In summary, we will continue to bolster measures to expand the top line. However, as I mentioned earlier, short term, our business will be impacted by the situation with overall demand. And from a long-term perspective, we will have to face competition with new players coming into the market. Under such circumstances, we will continue our efforts to strengthen the product through automation and robotization needs. At the same time, we will work to reduce the COGS by enhancing the productivity and make efforts to use expenses efficiently while achieving optimal sales price.

As the industry shift to more autonomous operation, competitive prices must be offered. But more importantly, the reliability must be secured. No one can stand to see disruption in their operation. And with more visualization, we must make sure that we maintain a high level of product reliability, offsetting the appropriate price and catering to customers' demands.

We have also been making tremendous effort for more coordination amongst all of our plants for capacity sharing and joint procurement. These are basic measures that are very obvious, but we will continue to boost our efforts for these initiatives.

Lastly, I want to quickly go through the full year earnings guidance for fiscal '19. As you can see by the graphs on the demand and order trend for the Industrial Machinery business, other regions are showing declining trend. However, we are starting to see gradual recovery, mainly coming from China as the market weakness in China happened before the other markets. That may be the reason why the Chinese market is gradually recovering prior to the other markets. However, we are aware that U.S. is maintaining its tough stance towards China on the trade negotiation, and there may be a third round or fourth round of tighter trade policy on China.

We have not changed our full year guidance on the sales target of JPY 310 billion. But nevertheless, we will continue to monitor the situations very closely. However, we are also seeing some positive signs as we have had some good discussions with our clients, including a semiconductor-related industry. We will make sure that good discussion is converted into sales.

The general trend in our industry is that when the adjustment on inventory and order placement is completed, that timing tend to be the trough, and the cycle normally starts to pick up afterwards.

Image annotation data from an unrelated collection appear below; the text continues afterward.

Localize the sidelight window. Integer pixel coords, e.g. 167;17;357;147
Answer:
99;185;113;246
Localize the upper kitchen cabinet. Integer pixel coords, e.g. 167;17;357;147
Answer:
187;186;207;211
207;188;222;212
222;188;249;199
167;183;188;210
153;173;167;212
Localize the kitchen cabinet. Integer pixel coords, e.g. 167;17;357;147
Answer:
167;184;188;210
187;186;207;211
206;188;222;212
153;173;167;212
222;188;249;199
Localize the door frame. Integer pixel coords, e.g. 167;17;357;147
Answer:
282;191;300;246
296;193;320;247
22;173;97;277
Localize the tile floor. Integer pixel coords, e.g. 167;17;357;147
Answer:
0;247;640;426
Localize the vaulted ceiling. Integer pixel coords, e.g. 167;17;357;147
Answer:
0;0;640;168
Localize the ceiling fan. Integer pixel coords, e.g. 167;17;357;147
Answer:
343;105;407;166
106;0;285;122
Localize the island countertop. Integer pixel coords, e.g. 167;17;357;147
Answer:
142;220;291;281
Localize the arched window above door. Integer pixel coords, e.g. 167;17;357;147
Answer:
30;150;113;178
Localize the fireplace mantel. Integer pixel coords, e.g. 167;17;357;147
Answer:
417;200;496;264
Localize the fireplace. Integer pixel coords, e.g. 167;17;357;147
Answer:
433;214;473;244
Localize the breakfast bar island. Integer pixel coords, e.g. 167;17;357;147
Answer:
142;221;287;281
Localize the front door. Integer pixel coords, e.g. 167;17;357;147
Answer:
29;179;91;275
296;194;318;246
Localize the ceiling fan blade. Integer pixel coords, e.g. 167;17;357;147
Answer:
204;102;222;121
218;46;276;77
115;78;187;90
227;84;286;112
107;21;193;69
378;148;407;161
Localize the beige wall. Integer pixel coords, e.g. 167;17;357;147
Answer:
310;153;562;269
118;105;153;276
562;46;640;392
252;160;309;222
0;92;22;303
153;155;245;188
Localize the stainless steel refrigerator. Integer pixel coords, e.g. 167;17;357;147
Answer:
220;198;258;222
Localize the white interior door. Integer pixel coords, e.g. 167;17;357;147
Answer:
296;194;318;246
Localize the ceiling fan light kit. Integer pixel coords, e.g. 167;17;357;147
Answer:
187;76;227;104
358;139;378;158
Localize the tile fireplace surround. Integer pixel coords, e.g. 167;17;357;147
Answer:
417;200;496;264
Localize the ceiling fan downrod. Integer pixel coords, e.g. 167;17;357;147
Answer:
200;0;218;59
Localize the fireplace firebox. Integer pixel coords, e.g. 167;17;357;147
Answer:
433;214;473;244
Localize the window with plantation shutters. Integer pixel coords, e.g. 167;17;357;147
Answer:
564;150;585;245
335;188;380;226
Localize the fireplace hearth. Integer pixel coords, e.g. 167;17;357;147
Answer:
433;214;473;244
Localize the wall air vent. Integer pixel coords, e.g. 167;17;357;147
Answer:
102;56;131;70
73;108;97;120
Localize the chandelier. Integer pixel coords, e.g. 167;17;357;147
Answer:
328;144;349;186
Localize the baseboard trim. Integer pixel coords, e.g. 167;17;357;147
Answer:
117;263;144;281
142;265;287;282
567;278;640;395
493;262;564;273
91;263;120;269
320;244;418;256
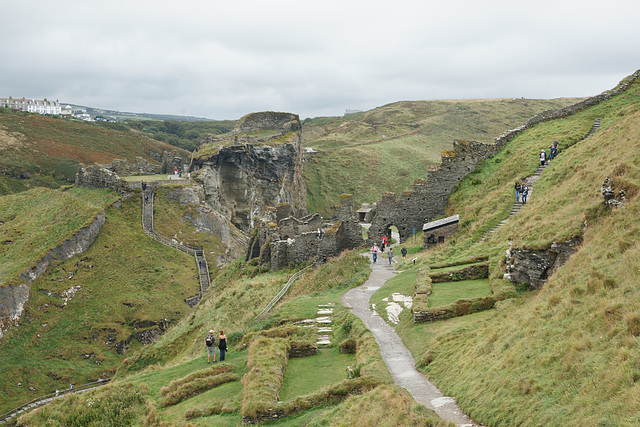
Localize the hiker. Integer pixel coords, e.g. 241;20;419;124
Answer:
204;329;216;364
371;243;379;264
218;329;227;362
380;234;389;252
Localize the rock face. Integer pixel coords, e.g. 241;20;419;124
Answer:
166;184;248;264
192;112;306;232
504;238;581;289
245;195;364;270
0;212;106;338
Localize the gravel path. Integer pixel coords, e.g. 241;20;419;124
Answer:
342;254;479;426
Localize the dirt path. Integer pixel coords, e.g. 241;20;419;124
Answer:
342;254;479;426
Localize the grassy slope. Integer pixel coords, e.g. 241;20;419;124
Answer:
390;75;640;426
0;188;117;286
0;189;199;412
303;98;576;216
0;108;188;194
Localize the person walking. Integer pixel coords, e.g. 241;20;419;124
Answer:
380;234;389;252
218;329;227;362
204;329;216;364
540;150;547;166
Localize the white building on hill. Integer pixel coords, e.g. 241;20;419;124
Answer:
0;97;62;114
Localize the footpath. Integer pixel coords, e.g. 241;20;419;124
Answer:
342;249;479;427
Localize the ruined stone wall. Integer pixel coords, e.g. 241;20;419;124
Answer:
76;163;129;193
369;140;497;243
245;195;364;270
504;238;582;289
192;112;307;232
369;70;640;243
0;212;106;338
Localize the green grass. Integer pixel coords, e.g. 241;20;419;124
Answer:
0;109;189;194
369;269;418;322
429;279;491;307
280;347;356;401
396;72;640;426
0;188;117;286
0;189;199;411
303;99;576;216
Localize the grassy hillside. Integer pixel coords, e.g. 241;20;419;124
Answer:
303;98;578;216
0;188;210;412
0;108;188;195
20;253;448;426
378;70;640;426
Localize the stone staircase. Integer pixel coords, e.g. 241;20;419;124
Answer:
142;190;211;307
481;119;602;241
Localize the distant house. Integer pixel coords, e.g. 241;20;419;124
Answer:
422;215;460;245
0;97;62;114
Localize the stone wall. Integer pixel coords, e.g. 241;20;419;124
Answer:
504;238;582;289
76;163;129;193
0;212;106;338
192;112;307;232
368;70;640;243
245;195;364;270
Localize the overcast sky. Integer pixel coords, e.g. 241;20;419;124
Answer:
0;0;640;119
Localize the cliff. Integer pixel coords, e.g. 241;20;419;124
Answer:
190;112;306;232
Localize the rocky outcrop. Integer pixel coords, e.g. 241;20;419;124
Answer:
504;238;582;289
192;112;306;232
0;212;106;338
166;184;248;264
245;195;364;270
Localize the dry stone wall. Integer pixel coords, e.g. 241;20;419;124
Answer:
369;70;640;243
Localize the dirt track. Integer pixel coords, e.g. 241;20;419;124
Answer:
342;254;479;426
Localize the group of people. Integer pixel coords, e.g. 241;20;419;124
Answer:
540;138;558;166
371;235;407;265
204;329;227;364
515;181;529;205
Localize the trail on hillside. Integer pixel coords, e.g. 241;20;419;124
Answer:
342;242;479;426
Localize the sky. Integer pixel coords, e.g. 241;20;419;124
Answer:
0;0;640;120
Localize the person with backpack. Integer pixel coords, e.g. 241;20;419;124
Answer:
522;184;529;205
204;329;216;364
540;150;547;166
218;329;227;362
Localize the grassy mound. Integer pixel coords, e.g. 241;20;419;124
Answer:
390;70;640;425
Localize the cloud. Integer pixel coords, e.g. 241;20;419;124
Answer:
0;0;640;119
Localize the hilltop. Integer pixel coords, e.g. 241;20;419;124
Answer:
0;108;189;194
3;70;640;425
303;98;579;217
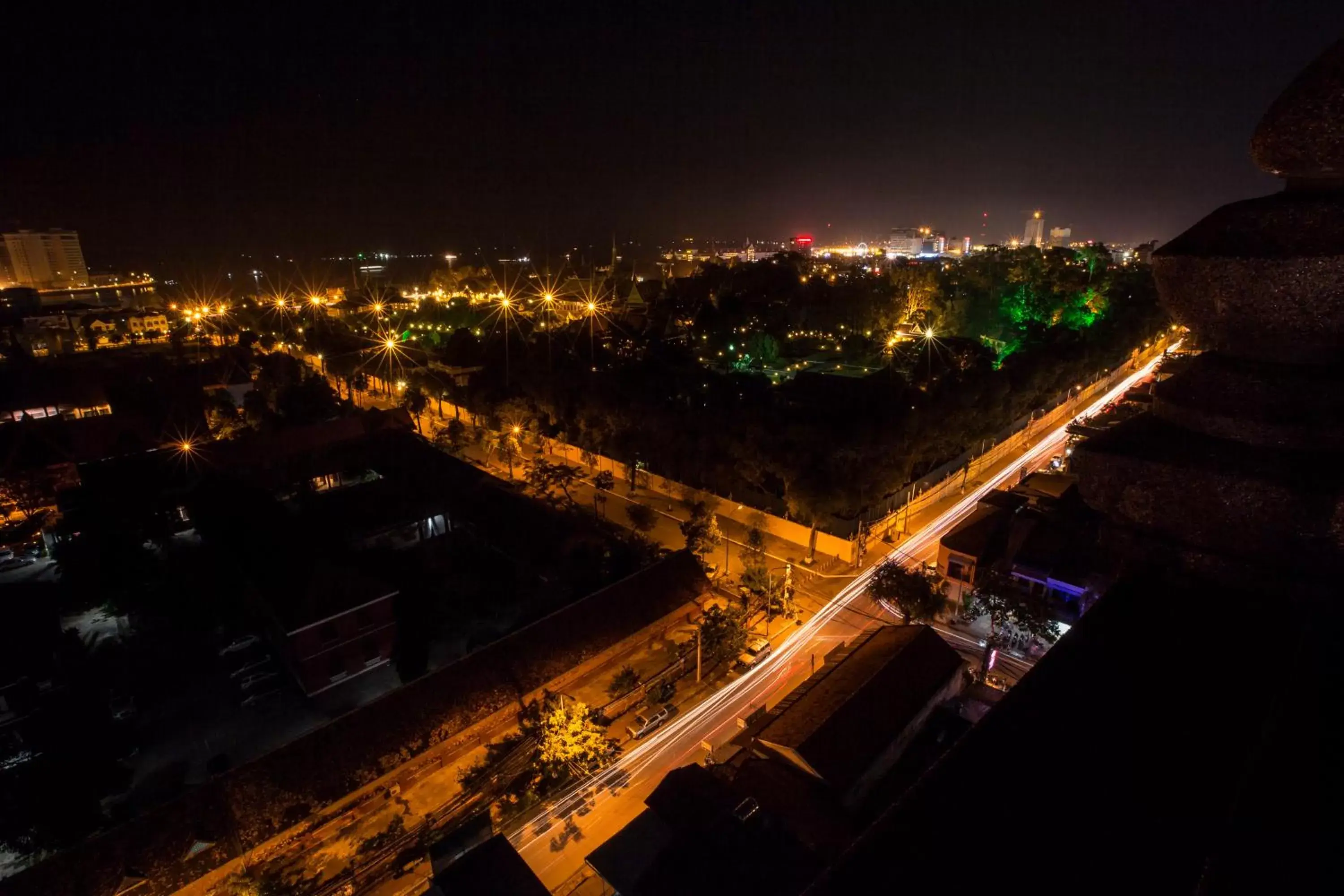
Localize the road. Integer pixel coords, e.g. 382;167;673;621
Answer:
508;345;1176;892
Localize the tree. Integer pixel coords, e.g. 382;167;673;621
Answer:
401;386;429;433
0;470;54;520
868;560;948;625
700;603;747;663
215;870;301;896
625;501;657;534
519;692;620;780
606;666;640;700
681;501;723;560
968;569;1059;676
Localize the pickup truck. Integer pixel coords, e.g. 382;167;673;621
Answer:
625;704;672;740
738;637;770;669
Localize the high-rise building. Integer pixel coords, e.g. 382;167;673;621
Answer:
887;227;925;258
0;238;19;289
4;230;89;289
1021;211;1046;247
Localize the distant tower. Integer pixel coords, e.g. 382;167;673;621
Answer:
1021;211;1046;247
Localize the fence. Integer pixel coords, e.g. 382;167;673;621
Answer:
305;336;1167;572
868;339;1165;537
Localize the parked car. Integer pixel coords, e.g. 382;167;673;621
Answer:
625;704;672;740
108;694;136;721
242;672;276;690
228;653;270;678
738;637;771;669
219;634;261;657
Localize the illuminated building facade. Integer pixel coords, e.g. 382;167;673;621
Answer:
1021;211;1046;249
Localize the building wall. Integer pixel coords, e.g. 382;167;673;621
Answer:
840;665;964;809
1021;215;1046;246
4;230;89;289
286;595;396;694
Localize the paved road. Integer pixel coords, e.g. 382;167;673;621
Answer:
508;346;1177;891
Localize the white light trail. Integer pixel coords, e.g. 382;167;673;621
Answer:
509;340;1180;849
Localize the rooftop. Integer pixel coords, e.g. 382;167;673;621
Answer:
270;563;396;634
757;626;961;791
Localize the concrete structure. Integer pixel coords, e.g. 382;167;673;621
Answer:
1021;211;1046;249
887;227;923;258
273;565;398;696
0;230;89;289
751;626;962;809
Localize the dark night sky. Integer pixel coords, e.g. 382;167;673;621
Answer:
0;0;1344;269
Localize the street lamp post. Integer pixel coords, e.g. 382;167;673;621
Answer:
587;302;597;368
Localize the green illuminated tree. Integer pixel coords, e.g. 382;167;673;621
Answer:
681;501;723;561
606;666;640;700
966;569;1059;676
700;603;747;663
625;501;659;534
519;692;620;779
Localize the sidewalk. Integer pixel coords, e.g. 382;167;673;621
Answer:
177;346;1097;896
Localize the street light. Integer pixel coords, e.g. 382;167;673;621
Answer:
587;302;597;360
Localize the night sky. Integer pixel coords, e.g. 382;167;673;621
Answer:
0;1;1344;270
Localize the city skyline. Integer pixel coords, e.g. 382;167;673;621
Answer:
0;4;1344;269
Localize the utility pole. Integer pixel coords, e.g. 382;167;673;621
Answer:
723;521;732;575
695;626;700;682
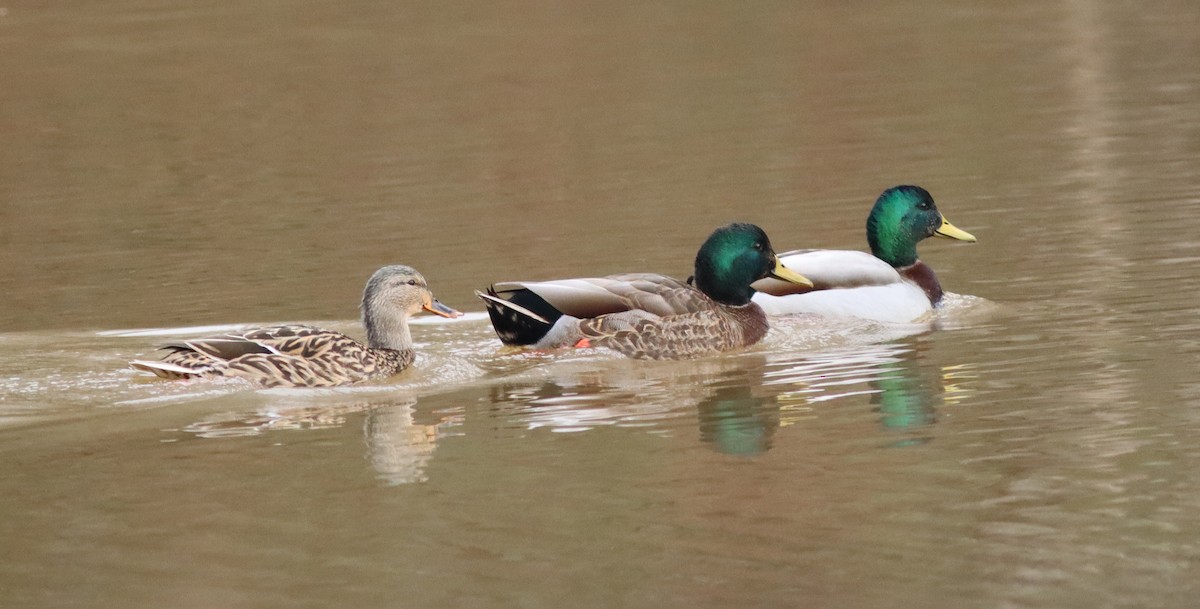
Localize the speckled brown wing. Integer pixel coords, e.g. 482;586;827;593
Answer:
143;325;415;387
492;273;713;318
580;303;767;360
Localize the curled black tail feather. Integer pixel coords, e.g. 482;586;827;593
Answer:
475;288;563;345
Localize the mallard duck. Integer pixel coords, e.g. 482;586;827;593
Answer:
130;265;462;387
475;224;811;360
754;186;976;322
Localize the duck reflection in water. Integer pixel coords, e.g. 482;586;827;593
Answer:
182;397;460;486
696;367;780;456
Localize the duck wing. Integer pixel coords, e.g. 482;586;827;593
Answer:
492;273;712;319
578;305;767;360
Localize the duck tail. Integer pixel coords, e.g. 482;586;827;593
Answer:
475;288;562;345
130;360;200;380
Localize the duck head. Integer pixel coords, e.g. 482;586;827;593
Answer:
361;265;462;349
695;223;812;306
866;186;976;269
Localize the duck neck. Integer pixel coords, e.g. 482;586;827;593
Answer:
362;306;413;351
866;216;917;264
896;260;943;307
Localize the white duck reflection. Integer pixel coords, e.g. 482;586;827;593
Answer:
182;397;461;486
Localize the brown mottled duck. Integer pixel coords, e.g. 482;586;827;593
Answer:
475;223;810;360
130;265;462;387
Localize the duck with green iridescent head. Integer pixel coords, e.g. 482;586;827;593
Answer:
475;223;811;360
754;186;976;322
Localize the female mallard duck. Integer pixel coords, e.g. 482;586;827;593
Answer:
754;186;976;322
475;224;811;360
130;265;462;387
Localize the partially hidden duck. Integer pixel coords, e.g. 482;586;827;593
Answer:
475;223;811;360
754;186;976;322
130;265;462;387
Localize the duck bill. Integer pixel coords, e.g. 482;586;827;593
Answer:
934;216;976;243
770;258;812;288
421;299;462;319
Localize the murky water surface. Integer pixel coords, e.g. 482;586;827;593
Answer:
0;0;1200;608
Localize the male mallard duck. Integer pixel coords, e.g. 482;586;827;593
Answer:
130;265;462;387
475;224;811;360
754;186;976;322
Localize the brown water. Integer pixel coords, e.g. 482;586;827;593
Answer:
0;0;1200;609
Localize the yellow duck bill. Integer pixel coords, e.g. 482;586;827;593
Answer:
934;216;976;243
770;258;811;288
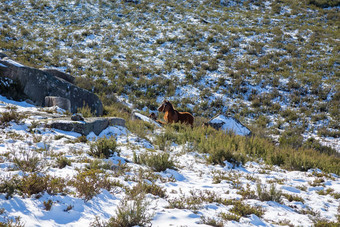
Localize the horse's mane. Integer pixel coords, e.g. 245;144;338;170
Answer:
167;101;178;112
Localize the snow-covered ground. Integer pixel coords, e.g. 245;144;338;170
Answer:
0;96;340;227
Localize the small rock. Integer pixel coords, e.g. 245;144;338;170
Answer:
71;113;85;121
0;52;8;58
45;96;71;111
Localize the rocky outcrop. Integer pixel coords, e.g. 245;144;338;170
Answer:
0;52;7;58
45;96;71;112
46;117;125;136
204;115;251;136
40;68;75;84
0;58;103;116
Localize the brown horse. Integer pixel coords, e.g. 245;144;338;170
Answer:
149;113;166;125
158;100;194;127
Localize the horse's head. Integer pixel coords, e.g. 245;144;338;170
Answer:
149;113;157;121
157;100;172;112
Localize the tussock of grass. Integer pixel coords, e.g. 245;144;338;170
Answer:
159;127;340;174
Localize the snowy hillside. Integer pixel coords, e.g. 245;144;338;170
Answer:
0;0;340;227
0;0;340;150
0;96;340;226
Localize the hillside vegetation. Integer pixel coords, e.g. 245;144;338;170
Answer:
0;0;340;149
0;0;340;226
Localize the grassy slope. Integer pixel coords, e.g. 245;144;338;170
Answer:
0;0;340;145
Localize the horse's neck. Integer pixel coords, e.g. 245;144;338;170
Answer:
168;107;178;116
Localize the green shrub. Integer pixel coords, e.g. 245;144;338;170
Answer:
256;184;282;203
127;182;166;198
56;156;71;169
134;152;176;172
43;199;53;211
104;197;152;227
229;200;264;217
71;169;114;201
0;109;26;126
89;136;120;158
77;105;95;118
0;176;20;199
18;173;47;197
11;147;44;173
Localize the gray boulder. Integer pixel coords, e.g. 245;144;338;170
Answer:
204;115;251;136
46;117;125;136
45;96;71;112
0;58;103;116
40;68;75;84
71;113;85;121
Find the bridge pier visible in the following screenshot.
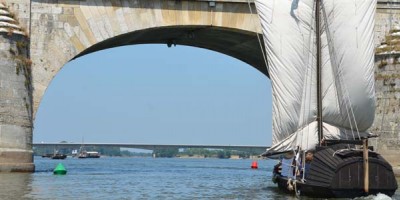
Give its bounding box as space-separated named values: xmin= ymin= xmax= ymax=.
xmin=0 ymin=29 xmax=35 ymax=172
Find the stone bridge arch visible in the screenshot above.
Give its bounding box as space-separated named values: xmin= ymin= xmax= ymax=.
xmin=0 ymin=0 xmax=267 ymax=172
xmin=30 ymin=0 xmax=267 ymax=117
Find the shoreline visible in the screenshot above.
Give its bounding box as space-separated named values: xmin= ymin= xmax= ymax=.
xmin=393 ymin=166 xmax=400 ymax=178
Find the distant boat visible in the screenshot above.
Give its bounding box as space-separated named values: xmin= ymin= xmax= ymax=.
xmin=78 ymin=145 xmax=100 ymax=158
xmin=50 ymin=153 xmax=67 ymax=159
xmin=78 ymin=151 xmax=100 ymax=158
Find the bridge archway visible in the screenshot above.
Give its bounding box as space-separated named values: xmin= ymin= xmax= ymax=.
xmin=31 ymin=0 xmax=267 ymax=117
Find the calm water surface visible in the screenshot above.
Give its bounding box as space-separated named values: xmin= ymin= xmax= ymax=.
xmin=0 ymin=157 xmax=400 ymax=200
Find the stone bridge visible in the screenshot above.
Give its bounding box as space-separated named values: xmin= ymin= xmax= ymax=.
xmin=0 ymin=0 xmax=267 ymax=171
xmin=0 ymin=0 xmax=397 ymax=172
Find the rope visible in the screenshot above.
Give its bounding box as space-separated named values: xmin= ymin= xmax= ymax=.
xmin=322 ymin=2 xmax=360 ymax=143
xmin=247 ymin=0 xmax=269 ymax=72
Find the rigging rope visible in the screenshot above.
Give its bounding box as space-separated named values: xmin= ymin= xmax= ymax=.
xmin=322 ymin=2 xmax=360 ymax=143
xmin=247 ymin=0 xmax=269 ymax=73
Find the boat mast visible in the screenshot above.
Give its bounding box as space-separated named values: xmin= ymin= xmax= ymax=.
xmin=315 ymin=0 xmax=323 ymax=146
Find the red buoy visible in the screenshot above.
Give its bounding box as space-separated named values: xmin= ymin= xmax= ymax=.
xmin=251 ymin=161 xmax=258 ymax=169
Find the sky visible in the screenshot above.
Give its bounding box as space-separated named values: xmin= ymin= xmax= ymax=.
xmin=33 ymin=44 xmax=272 ymax=145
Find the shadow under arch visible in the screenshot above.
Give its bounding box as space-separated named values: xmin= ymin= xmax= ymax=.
xmin=73 ymin=26 xmax=269 ymax=77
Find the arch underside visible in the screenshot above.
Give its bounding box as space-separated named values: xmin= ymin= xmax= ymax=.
xmin=74 ymin=26 xmax=268 ymax=76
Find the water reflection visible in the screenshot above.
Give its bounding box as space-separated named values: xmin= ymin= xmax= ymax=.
xmin=0 ymin=173 xmax=32 ymax=199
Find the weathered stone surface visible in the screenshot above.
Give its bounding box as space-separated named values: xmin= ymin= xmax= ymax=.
xmin=0 ymin=14 xmax=34 ymax=172
xmin=0 ymin=0 xmax=400 ymax=171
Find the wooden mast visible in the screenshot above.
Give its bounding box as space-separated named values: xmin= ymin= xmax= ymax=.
xmin=315 ymin=0 xmax=323 ymax=146
xmin=363 ymin=138 xmax=369 ymax=194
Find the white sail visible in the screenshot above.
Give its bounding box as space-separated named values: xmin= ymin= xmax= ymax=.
xmin=255 ymin=0 xmax=376 ymax=155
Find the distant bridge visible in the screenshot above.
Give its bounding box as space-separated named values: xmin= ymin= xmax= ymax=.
xmin=33 ymin=143 xmax=269 ymax=154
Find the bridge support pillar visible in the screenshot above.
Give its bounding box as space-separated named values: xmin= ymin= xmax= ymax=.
xmin=0 ymin=32 xmax=35 ymax=172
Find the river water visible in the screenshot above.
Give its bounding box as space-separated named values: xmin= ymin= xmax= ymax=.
xmin=0 ymin=157 xmax=400 ymax=200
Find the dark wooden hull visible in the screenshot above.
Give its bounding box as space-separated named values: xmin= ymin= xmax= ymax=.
xmin=275 ymin=148 xmax=397 ymax=198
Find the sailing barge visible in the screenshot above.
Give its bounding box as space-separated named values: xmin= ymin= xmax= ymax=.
xmin=255 ymin=0 xmax=397 ymax=198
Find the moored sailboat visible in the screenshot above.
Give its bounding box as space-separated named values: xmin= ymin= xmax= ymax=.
xmin=255 ymin=0 xmax=397 ymax=198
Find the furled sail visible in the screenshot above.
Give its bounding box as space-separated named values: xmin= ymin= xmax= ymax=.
xmin=255 ymin=0 xmax=376 ymax=153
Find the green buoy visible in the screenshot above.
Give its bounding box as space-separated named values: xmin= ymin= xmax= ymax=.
xmin=53 ymin=163 xmax=67 ymax=175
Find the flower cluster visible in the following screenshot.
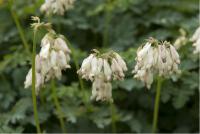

We believe the correction phase will be nearly completed around Q3 and we'll be prepared to cater to the pickup in demand when it happens in the market.

This will be the end of my presentation. Today, I covered the outline of the financial results for the first half of fiscal '19, our major initiatives and the guidance for fiscal '19.

Thank you for your attention. [Statements in English on this transcript were spoken by an interpreter present on the live call.]